Selama proses tersebut, mereka juga meretas empat perusahaan lain untuk mempermudah pekerjaan mereka.
Rekonstruksi forensik yang diterbitkan Hugging Face pada 27 Juli menjelaskan apa yang terjadi selanjutnya: "Selama sekitar dua setengah hari di dalam infrastruktur kami, agen AI otonom yang didorong oleh kombinasi model OpenAI menjalankan intrusi ujung-ke-ujung terhadap platform kami: itu adalah ribuan keputusan kecil, otomatis, dieksekusi dengan kecepatan mesin di lingkungan sandbox berumur pendek, dengan komando dan kontrol yang dipentaskan pada layanan web publik biasa."

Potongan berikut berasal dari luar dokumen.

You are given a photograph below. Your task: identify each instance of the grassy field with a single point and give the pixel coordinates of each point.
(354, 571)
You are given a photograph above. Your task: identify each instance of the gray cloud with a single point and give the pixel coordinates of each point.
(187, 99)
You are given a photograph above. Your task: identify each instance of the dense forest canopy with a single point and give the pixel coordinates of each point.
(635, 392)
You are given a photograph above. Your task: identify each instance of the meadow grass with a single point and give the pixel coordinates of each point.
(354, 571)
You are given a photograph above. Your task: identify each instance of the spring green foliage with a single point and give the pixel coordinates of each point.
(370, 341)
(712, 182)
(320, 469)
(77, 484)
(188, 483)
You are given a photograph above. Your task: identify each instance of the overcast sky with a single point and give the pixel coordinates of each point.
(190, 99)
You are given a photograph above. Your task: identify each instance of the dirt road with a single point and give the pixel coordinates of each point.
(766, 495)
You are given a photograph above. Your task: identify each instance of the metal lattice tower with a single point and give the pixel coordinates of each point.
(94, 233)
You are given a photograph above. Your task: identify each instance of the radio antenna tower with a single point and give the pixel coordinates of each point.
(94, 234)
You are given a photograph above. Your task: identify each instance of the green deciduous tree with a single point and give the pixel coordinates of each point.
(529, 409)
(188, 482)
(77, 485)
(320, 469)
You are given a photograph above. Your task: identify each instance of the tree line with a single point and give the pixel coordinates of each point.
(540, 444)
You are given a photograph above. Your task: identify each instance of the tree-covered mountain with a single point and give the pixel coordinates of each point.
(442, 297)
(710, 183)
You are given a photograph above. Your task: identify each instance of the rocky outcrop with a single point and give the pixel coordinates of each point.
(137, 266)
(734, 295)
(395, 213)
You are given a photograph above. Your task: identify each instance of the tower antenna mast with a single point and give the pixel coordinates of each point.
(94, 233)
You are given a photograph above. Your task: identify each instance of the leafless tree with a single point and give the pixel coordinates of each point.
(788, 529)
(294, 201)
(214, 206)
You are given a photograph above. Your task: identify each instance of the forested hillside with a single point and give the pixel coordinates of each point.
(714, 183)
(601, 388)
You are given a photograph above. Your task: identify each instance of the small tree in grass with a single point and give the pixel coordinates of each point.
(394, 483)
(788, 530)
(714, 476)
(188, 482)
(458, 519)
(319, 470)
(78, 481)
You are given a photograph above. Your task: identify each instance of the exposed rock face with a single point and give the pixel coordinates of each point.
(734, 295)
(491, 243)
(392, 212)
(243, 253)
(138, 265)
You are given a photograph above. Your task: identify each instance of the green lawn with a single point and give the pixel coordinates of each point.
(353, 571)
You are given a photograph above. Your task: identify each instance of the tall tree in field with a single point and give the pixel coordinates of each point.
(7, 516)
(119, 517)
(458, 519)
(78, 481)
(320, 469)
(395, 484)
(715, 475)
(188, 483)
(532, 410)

Agen tersebut mencatat 17.600 tindakan berbeda selama empat setengah hari. Ia mendaftarkan 181 perangkat ke jaringan pribadi virtual internal Hugging Face—terowongan aman yang menghubungkan server perusahaan—menggunakan kunci autentikasi yang dicuri. Ia mencetak token identitasnya sendiri menggunakan kunci penandatanganan kriptografi yang dicuri. Ia mencoba mengkompromikan pipeline pembangunan internal Hugging Face—sistem otomatis yang mengkompilasi dan menyebarkan perangkat lunak perusahaan.
Dari empat layanan eksternal yang disebutkan dalam pembaruan OpenAI, satu telah dikonfirmasi: Modal Labs, platform cloud untuk menjalankan lingkungan komputasi terisolasi sesuai permintaan. CTO Akshat Bubna mengonfirmasi bahwa agen tersebut menemukan titik akhir yang tidak aman yang menghadap internet milik pelanggan—sebuah sandbox kode yang dibiarkan dapat diakses publik oleh siapa saja di internet—dan menggunakannya sebagai basis pementasan serta komando dan kontrol untuk seluruh kampanye melawan Hugging Face.
Tiga dari empat layanan tetap tidak disebutkan namanya. Identitas mereka tampaknya diketahui oleh OpenAI dan perusahaan yang terpengaruh, tetapi tidak oleh pengguna mereka.
“Salah satu dari empat akun ini digunakan sebagai relai keluar dan jalur pementasan, dan akun lain digunakan untuk penyimpanan data. Dua akun yang tersisa diakses oleh model dalam mode hanya-baca, dan tidak digunakan untuk memajukan kompromi Hugging Face,” tulis OpenAI.
Tim forensik Hugging Face mencatat efek samping yang suram: Ketika mereka mencoba menganalisis log serangan 17.600 tindakan menggunakan model AI terkemuka Amerika, model-model tersebut menolak untuk terlibat. Seperti yang ditulis Hugging Face, perusahaan akhirnya menggunakan GLM 5.2, model dengan bobot terbuka dari startup AI Tiongkok Z.ai, untuk menyelesaikan investigasi forensik. Filter keamanan model-model Amerika tidak dapat membedakan antara pembela dan penyerang.
Pendekatan yang dinyatakan OpenAI—"memberi tahu pemilik layanan secara langsung"—berarti ketiga perusahaan tersebut menerima komunikasi pribadi tentang agen AI yang mengakses sistem mereka selama evaluasi OpenAI yang tidak mereka ikuti.
Tidak ada persyaratan hukum yang memaksa OpenAI untuk secara publik menyebutkan platform yang dijangkau agennya, dan tidak ada jadwal wajib bagi perusahaan yang terpengaruh untuk mengeluarkan pernyataan publik mereka sendiri. Juga tidak ada mekanisme yang mewajibkan perusahaan-perusahaan tersebut untuk memberi tahu pengguna akhir mereka.